Rising and falling with the tides of every faculty whim, the tutorial system of the Department of Economics faces the prospect of a watery grave. Last spring, a two year suspension of all tutorial was voted by the Department, except for Seniors writing honors theses. At the end of the two years, the possibilities and value of the continuance of the tutorial system are destined to be reassessed. The uncertainty of the suspension period, however, poses a gloomy outlook for a tutorial system which is gasping its last breath in many departments of the University.
Confronted with nearly 750 undergraduate concentrators, 289 graduate students, and an enrollment of almost 1200 in Economics A, the Department of Economics is tottering under the weight of an unprecedented post-war popularity. To meet this avalanche, the Department has twenty professors and assistant professors, six annual instructors, and twenty-four full and part time teaching fellows. The Economics faculty has been enlarged to the limits of availability, but besides increased teaching burdens, staff time formerly devoted to tutorial has been sapped away by other interests, such as General Education and Area Studies. The financial conundrum is not lacking either: the pressure of steadily increasing costs throughout the University threatens a limit to the size of a staff which the department could support.
If the verdict of the suspension survey finds the sacrifice of departmental resources to the tutorial system of insufficient worth, the axe will fall, officially and unfortunately. For under the prevalent mass education procedures in the College, the value of some personalized instruction is indisputable. One crop of the untutored specimens of the suspension period will be graduated next June. It is reasonable to suspect that the finished products will be Fords rather than Buicks. Fortunately, however, even during the temporary abeyance of the tutorial system, the Department of Economics has compensated with a generous offering of courses. Some other departments not only have curtailed tutorial, but still present inadequate course coverages of their fields.
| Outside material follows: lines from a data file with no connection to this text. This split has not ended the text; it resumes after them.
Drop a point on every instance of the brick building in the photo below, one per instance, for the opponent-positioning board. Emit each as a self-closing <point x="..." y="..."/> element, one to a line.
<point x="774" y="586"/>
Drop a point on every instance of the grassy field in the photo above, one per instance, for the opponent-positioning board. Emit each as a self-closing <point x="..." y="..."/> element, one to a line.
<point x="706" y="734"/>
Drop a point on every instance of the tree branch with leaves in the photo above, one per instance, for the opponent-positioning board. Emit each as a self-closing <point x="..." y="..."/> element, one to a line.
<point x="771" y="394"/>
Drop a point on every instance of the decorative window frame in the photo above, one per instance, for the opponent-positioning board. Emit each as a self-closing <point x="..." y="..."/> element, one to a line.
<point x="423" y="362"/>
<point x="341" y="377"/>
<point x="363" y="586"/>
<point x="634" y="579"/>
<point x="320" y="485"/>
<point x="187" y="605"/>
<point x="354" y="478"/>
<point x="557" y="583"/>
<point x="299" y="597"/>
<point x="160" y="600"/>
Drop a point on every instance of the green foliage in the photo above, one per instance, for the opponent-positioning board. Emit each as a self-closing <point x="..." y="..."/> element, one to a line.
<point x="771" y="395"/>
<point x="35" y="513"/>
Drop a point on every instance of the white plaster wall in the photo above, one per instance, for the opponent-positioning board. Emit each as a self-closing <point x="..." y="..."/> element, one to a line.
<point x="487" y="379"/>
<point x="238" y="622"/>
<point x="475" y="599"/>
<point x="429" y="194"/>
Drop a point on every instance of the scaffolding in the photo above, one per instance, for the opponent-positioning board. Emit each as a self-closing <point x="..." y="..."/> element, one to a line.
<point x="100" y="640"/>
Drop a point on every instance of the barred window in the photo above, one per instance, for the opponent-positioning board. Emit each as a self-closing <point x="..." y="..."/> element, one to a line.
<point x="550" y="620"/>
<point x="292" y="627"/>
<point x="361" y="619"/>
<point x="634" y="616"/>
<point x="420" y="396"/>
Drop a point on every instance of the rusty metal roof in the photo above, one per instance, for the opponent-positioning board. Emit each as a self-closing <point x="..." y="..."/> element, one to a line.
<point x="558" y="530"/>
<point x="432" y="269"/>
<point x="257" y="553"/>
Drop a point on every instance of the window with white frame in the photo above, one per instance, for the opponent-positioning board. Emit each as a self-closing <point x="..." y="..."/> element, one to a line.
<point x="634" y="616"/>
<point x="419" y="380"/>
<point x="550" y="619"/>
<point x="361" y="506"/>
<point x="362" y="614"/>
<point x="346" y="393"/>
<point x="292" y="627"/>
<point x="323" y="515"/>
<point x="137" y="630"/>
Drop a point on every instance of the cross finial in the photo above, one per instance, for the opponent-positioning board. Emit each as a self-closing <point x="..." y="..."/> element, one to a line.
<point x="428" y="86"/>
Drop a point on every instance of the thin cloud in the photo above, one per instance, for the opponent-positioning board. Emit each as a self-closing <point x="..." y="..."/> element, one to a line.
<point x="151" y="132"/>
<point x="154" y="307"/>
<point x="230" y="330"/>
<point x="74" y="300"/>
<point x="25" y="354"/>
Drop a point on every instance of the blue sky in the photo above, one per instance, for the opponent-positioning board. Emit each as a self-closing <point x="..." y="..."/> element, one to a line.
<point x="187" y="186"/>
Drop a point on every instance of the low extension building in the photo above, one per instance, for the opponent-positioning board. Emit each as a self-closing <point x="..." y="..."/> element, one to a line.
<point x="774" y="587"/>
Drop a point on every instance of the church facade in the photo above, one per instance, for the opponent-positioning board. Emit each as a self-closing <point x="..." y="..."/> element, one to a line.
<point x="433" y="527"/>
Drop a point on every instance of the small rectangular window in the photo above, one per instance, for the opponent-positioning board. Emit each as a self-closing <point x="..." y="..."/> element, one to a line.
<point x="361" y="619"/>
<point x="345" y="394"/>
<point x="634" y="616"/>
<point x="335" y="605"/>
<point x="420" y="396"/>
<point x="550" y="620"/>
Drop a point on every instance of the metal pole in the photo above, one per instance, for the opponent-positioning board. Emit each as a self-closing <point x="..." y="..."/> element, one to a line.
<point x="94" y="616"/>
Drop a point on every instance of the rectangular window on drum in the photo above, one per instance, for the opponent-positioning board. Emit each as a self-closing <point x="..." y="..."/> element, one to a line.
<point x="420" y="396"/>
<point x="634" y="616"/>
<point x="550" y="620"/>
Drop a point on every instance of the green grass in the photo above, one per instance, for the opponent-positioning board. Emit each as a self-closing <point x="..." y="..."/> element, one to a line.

Such a complete abandonment of the tutorial system, though possibly a temporary one, is nevertheless not justifiable, regardless of the difficulties which the Department faces. The situation in Economics serves to underscore the fundamental problem of educational preference which underlies the fate of the tutorial system in most departments of the University. During the post-war enrollment peak, the necessity of a reduced tutorial system is understandable, but the greatest danger lies in the not too distant future when the University begins to contract. For at that time, unless an ever-growing student demand for the tutorial system persists, the already well-defined faculty apathy to the system will succeed in directing the permanent flow of departmental resources to other fields.